LA-based pianist Erika Tazawa and NY-based actress Mari Yamamoto will be presenting their collaborative work, “An Untitled Tale” as part of a night of musical performances by Ms. Tazawa. The duo will premier in New York with a follow-up show in Los Angeles.
Zouch NYC recently had the opportunity to speak to Ms. Yamamoto about her upcoming world-premiere.
What is “An Untitled Tale” about?
It is a retelling of the tragic life of a girl named Oshichi, who actually lived in Tokyo in the 17th century. We’re thinking of this piece as the first in a series of stories –since Erika and I are both from Japan, it will most likely be themes or stories that stem from our culture, untold tales that we feel need to be passed on.
Why did you make it?
We’ve been close friends for 10 years and never had the opportunity to work together. Erika was interested in venturing into collaborations with artists in other fields and it just seemed natural to make something together finally. With her piano and my acting we decided it was best to do a interactive storytelling piece.

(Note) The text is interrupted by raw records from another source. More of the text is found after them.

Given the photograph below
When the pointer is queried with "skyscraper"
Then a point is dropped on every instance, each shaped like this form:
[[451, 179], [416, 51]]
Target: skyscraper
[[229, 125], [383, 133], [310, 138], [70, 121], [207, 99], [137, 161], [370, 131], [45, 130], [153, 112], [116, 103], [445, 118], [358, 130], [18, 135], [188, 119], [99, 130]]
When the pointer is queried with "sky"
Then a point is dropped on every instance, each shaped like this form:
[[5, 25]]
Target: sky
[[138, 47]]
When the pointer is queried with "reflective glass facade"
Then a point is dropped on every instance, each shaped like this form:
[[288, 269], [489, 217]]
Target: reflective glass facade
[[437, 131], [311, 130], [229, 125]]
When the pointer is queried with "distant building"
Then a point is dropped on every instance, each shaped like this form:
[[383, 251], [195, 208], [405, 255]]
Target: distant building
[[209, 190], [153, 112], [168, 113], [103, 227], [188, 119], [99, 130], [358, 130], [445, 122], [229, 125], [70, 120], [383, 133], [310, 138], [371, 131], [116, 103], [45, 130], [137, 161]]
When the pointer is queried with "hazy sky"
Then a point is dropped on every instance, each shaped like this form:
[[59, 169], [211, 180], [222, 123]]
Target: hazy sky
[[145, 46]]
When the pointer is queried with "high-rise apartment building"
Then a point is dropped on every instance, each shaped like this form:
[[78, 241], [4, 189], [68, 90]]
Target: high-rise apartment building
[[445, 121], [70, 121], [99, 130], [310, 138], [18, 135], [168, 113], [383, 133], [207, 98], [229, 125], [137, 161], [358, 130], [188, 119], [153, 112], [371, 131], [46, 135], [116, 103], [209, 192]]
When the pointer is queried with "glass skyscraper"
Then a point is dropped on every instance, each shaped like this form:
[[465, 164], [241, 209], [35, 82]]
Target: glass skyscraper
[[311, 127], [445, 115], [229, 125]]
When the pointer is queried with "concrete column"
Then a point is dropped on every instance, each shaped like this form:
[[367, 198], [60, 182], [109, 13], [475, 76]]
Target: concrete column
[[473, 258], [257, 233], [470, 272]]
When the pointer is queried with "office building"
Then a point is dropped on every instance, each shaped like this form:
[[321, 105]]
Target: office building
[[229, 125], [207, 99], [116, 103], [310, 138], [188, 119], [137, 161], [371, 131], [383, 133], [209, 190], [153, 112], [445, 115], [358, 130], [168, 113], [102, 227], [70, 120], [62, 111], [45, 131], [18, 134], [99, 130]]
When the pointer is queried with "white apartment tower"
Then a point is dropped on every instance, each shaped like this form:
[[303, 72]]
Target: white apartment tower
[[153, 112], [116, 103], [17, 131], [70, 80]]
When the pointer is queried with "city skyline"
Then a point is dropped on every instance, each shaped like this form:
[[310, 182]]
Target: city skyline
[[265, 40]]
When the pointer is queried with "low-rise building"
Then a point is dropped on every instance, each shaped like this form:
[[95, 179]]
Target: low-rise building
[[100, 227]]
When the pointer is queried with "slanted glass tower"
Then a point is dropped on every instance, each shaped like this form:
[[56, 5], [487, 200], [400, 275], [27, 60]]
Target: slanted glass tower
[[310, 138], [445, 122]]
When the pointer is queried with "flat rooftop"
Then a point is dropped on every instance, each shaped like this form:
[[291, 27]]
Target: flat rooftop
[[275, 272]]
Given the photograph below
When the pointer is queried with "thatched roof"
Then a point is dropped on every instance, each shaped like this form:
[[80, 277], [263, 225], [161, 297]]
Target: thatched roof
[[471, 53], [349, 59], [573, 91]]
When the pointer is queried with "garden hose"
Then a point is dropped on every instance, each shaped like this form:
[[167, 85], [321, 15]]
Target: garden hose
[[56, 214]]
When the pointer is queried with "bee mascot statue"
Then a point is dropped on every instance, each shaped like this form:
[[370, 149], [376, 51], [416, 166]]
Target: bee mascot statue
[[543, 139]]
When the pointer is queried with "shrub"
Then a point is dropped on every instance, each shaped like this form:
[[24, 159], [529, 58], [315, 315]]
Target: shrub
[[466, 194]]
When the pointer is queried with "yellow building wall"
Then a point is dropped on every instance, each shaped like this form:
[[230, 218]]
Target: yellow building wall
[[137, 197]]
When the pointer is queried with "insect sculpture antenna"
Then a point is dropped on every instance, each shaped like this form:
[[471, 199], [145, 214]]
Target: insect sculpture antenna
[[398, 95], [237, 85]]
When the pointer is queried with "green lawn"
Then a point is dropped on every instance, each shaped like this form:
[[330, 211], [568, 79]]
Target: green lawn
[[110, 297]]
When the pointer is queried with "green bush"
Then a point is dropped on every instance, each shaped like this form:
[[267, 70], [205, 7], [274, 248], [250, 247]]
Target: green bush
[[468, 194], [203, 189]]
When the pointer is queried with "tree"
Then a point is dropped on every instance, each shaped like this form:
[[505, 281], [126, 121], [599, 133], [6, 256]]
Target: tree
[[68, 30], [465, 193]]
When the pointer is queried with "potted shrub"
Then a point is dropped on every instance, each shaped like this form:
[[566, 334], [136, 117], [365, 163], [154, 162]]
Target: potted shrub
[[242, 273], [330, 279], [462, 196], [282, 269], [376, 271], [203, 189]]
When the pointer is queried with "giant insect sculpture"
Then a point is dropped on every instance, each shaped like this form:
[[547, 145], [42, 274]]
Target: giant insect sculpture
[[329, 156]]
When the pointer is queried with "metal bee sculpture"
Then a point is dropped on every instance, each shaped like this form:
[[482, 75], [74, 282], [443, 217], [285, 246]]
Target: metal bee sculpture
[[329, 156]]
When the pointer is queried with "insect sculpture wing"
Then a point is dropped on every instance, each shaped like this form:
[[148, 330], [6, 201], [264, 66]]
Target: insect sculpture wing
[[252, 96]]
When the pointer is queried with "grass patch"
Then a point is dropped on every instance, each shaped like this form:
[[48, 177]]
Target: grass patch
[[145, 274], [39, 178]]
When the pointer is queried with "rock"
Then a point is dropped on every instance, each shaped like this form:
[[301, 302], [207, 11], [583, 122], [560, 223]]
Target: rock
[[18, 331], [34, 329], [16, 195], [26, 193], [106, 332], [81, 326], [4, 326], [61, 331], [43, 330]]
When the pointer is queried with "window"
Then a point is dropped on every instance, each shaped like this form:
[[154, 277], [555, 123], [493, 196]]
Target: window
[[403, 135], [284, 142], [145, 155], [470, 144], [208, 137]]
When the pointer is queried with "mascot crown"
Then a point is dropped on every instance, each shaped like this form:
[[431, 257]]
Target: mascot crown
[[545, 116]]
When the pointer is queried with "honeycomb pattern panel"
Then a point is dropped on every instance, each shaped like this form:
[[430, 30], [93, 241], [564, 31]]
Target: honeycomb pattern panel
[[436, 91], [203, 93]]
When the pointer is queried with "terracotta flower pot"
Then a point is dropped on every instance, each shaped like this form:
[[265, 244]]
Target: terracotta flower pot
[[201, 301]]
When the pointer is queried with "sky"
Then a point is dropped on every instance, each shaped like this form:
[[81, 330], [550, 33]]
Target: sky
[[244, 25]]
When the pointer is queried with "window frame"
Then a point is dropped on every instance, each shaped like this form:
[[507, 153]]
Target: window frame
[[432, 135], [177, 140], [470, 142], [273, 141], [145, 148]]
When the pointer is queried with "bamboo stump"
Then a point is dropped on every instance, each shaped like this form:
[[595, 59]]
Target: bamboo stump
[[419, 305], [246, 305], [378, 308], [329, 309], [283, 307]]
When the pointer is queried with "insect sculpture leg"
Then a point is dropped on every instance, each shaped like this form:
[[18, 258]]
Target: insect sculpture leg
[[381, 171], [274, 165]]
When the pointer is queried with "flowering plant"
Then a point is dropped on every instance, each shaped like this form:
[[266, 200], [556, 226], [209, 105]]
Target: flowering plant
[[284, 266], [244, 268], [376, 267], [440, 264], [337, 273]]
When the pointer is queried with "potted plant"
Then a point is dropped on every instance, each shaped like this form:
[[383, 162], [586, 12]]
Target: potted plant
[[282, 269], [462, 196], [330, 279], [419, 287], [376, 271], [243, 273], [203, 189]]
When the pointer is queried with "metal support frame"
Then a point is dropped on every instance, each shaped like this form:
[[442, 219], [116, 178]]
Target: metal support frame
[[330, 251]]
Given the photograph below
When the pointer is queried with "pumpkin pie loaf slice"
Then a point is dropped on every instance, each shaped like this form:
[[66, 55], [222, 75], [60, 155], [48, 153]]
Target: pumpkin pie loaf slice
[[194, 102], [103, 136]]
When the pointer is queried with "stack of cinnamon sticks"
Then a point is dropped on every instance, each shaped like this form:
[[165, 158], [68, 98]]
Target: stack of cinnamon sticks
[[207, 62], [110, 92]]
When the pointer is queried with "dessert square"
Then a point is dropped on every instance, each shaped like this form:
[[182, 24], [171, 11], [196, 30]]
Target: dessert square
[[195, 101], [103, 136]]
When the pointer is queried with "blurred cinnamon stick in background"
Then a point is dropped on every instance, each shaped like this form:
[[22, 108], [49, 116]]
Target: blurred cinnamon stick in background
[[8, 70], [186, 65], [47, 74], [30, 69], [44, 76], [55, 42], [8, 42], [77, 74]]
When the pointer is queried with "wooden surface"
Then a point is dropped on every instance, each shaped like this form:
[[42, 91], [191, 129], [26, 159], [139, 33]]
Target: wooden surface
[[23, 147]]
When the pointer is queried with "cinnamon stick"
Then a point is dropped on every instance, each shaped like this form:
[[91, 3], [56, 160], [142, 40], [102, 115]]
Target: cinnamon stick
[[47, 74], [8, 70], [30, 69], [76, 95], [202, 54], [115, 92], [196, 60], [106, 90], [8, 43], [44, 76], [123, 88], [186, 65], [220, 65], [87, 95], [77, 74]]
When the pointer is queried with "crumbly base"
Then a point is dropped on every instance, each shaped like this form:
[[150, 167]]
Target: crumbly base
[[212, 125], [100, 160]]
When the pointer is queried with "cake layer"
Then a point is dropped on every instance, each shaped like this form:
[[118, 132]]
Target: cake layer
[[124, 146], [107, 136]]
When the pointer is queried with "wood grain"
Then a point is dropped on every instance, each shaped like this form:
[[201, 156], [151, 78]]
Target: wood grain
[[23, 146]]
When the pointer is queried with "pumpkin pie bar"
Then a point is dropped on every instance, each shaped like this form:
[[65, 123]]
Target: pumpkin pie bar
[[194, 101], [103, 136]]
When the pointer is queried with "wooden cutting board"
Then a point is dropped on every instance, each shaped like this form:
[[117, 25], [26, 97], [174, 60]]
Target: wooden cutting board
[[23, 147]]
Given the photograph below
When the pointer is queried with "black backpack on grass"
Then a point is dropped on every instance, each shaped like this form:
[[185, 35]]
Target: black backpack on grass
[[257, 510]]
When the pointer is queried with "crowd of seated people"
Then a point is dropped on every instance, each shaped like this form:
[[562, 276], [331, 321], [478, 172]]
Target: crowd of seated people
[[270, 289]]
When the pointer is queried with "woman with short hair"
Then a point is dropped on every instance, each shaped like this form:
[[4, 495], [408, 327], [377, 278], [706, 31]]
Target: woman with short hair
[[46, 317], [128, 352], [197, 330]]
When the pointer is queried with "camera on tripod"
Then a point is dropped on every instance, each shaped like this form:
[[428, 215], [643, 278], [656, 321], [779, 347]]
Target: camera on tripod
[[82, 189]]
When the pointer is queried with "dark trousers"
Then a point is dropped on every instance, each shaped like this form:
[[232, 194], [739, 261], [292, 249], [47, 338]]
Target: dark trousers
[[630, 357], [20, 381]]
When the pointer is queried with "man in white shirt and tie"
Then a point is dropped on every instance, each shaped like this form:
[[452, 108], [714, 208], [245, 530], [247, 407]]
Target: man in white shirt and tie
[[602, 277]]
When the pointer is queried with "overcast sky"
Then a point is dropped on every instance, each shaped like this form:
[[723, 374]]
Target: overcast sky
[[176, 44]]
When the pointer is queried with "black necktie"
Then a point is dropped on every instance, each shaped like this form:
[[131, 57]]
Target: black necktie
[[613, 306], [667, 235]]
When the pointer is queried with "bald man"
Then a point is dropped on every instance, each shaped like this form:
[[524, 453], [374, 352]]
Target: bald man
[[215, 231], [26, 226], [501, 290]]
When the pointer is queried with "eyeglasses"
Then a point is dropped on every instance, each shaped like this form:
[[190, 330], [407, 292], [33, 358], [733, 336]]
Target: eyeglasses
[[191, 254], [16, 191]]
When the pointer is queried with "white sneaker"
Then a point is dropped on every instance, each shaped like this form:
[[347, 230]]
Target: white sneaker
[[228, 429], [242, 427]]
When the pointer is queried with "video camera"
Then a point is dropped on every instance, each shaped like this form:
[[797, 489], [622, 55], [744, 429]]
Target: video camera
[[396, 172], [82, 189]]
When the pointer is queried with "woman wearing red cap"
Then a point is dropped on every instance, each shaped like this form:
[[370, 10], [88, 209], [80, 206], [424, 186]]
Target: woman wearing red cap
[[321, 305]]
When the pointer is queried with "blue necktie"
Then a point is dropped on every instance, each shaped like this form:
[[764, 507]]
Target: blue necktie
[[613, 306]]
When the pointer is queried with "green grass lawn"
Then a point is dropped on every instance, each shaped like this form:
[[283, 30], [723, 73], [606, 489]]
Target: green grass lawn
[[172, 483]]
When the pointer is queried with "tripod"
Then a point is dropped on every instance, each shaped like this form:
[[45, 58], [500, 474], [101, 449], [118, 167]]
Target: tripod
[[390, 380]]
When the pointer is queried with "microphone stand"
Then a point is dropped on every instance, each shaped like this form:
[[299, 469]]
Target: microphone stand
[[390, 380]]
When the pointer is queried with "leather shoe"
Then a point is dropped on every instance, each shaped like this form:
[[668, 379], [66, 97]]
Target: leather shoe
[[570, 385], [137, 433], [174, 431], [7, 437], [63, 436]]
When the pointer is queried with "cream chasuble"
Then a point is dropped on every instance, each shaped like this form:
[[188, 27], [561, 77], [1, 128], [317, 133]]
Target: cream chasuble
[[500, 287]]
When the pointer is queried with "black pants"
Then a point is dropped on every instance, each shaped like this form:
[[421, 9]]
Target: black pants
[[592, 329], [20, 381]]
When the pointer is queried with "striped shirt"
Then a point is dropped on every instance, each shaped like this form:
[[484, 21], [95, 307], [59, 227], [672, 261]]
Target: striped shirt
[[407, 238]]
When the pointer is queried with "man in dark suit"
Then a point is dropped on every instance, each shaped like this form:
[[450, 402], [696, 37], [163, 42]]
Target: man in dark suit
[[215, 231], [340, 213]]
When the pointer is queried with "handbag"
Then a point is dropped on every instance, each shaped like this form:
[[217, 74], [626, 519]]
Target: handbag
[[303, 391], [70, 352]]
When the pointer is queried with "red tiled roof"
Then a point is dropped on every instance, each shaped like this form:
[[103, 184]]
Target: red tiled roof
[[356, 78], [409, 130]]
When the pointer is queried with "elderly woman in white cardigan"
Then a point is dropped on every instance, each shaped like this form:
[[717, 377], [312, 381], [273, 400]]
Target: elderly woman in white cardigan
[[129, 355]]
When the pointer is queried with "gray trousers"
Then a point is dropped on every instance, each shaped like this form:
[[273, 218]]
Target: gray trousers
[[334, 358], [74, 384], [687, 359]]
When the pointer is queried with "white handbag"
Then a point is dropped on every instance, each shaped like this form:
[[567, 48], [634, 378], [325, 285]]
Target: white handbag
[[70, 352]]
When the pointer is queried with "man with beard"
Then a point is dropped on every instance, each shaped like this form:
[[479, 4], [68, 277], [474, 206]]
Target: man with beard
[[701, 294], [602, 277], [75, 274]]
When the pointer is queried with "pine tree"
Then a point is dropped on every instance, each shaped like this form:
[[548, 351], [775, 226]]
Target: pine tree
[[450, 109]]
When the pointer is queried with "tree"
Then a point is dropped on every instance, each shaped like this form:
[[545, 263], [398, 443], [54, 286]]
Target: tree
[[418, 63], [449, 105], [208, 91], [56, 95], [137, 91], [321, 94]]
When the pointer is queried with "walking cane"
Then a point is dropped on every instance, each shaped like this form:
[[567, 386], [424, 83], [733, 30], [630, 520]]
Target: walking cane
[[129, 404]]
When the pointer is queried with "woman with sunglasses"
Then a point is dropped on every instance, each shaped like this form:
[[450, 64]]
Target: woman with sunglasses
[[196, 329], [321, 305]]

How did you go about writing and composing it?
Our priority was to choose something that had strong visual images that Erika could interpret into sound. Since Oshichi is such an intriguing character and the story has lots of vivid imagery, we decided it would be perfect for our collaborative project. I wrote the story from Oshichi’s perspective and we passed the draft back and forth while Erika composed the framework of the music. Once we had a concrete version we rehearsed on FaceTime (since she is based in LA and I’m in NY), and Erika would improvise to my reading.’
As an actress, how does music change the experience of performing?
I was blown away at our first rehearsal not only because Erika’s playing is absolutely gorgeous but, since we are telling the same story simultaneously and working off of each other’s energy, every moment becomes twice as meaningful and alive. I felt as though we were the same person experiencing this story as one instrument and the music propelled me deeper and deeper into the world of Oshichi.
How does it feel to write your own material?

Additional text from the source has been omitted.